2. The vascular interventional surgery training device according to claim 1, characterized in that, The fixing rod is located at the outlet of the simulated blood vessel, and one end of the fixing rod is fixedly connected to the base. The middle part of the guidewire extending from the simulated blood vessel is connected to the lateral adjustment component, and the longitudinal adjustment component is connected to the bottom of the guidewire near the free end.
3. The vascular interventional surgery training device according to claim 1, characterized in that, The lateral adjustment assembly includes a lead screw, a slider, an adjustment groove, and a knob. The adjustment groove is formed on the base, and the lead screw is installed in the adjustment groove. One end of the lead screw extends out of the base and is fixedly connected to the knob. The slider is threaded onto the lead screw and is slidably installed in the adjustment groove. One top end of the slider is connected to the bottom of the guide wire via a connecting rod.
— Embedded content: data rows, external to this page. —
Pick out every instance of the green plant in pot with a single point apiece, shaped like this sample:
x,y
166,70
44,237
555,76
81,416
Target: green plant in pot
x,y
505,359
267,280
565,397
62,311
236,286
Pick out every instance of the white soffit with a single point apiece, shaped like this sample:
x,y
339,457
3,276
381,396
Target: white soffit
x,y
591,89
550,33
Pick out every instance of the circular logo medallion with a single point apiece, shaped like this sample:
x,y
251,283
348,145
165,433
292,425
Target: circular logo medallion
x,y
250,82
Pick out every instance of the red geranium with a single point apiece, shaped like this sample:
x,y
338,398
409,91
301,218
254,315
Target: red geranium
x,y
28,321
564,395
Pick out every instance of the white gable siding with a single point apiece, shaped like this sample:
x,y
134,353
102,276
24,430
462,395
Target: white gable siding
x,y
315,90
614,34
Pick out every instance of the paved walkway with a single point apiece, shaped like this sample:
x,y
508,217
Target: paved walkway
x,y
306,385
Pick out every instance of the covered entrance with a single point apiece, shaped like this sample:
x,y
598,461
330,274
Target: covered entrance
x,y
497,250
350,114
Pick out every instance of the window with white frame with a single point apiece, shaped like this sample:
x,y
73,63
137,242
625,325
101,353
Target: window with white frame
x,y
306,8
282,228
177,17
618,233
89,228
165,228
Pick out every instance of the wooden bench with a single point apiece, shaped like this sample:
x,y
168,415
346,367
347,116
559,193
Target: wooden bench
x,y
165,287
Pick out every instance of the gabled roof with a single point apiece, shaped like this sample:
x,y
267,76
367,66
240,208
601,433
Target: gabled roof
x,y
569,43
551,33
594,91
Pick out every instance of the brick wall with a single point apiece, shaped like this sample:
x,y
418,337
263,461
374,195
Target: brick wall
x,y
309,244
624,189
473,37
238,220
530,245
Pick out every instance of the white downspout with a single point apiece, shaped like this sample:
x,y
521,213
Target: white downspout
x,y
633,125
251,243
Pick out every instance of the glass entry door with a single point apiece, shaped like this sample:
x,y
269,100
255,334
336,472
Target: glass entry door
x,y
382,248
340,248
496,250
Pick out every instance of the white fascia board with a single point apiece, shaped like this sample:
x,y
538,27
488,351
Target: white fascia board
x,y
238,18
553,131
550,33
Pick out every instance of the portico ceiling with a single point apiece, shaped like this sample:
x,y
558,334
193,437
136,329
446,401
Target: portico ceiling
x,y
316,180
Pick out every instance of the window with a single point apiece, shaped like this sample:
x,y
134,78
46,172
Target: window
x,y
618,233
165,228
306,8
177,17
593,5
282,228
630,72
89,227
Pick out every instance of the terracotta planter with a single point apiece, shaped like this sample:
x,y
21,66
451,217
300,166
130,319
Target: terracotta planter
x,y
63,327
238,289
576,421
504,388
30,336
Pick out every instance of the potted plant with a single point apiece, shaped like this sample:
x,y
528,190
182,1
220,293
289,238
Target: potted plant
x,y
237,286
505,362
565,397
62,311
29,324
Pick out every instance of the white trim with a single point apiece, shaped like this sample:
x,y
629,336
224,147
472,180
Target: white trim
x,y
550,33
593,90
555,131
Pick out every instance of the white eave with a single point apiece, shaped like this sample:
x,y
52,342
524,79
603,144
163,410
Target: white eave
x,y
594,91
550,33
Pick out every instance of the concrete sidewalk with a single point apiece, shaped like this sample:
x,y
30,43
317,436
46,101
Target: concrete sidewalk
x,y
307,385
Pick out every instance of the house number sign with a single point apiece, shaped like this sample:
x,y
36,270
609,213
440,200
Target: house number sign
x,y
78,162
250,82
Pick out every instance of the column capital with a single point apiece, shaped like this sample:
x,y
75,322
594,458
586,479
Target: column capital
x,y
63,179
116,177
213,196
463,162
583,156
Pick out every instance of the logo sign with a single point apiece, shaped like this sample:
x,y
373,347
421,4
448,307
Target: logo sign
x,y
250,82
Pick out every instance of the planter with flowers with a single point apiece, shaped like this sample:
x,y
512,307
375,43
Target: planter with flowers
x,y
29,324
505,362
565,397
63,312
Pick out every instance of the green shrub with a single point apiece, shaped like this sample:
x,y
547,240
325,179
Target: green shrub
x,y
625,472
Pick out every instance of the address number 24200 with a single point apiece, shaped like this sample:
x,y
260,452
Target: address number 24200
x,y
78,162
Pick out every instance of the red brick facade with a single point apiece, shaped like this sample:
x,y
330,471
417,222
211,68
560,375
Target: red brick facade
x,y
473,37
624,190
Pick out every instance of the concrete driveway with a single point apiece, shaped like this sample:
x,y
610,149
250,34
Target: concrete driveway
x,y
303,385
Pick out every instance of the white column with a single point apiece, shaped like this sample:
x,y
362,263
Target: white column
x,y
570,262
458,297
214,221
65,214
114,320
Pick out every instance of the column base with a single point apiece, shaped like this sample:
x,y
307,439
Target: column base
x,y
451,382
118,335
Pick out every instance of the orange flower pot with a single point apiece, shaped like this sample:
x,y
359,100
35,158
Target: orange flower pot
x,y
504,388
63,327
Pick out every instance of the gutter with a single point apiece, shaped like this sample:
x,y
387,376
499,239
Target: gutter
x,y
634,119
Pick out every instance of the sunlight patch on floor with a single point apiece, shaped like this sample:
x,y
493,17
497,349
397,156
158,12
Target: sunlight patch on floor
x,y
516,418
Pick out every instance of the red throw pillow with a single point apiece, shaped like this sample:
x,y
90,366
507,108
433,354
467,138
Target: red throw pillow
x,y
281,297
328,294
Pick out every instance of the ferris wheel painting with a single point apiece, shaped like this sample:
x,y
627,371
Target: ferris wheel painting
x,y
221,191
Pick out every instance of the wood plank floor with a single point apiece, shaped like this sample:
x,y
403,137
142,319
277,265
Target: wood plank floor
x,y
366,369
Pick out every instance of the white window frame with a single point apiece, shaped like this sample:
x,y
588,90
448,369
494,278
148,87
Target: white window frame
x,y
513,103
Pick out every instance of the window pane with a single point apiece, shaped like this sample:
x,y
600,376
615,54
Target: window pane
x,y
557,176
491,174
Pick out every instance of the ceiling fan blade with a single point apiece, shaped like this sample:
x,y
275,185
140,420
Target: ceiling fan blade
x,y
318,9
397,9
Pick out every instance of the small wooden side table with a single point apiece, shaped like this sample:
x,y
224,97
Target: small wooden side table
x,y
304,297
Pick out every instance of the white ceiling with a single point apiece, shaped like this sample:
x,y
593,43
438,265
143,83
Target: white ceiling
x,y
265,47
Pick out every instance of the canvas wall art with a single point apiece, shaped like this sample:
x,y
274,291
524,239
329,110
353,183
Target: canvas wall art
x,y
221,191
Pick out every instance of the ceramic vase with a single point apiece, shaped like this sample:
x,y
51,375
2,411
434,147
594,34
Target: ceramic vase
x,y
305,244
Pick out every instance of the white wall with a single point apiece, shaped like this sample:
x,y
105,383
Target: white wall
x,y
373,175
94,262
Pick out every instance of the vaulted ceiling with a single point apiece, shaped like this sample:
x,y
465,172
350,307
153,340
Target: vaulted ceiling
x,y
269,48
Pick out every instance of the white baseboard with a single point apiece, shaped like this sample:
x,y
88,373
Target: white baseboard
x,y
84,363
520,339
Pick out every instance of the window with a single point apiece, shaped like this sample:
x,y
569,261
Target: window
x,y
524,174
The longitudinal adjustment assembly has the same structure as the lateral adjustment assembly and is arranged perpendicular to each other.
4. The vascular interventional surgery training device according to claim 1, characterized in that, The simulated blood vessel is equipped with multiple thrombosis simulation mechanisms, each including a ring-shaped airbag and an air pump. The ring-shaped airbag is installed inside the simulated blood vessel and is connected to the air pump via a pipeline, on which a control valve is installed.
5. The vascular interventional surgery training device according to claim 1, characterized in that, The guide wire has a notch at the bottom of the catheter.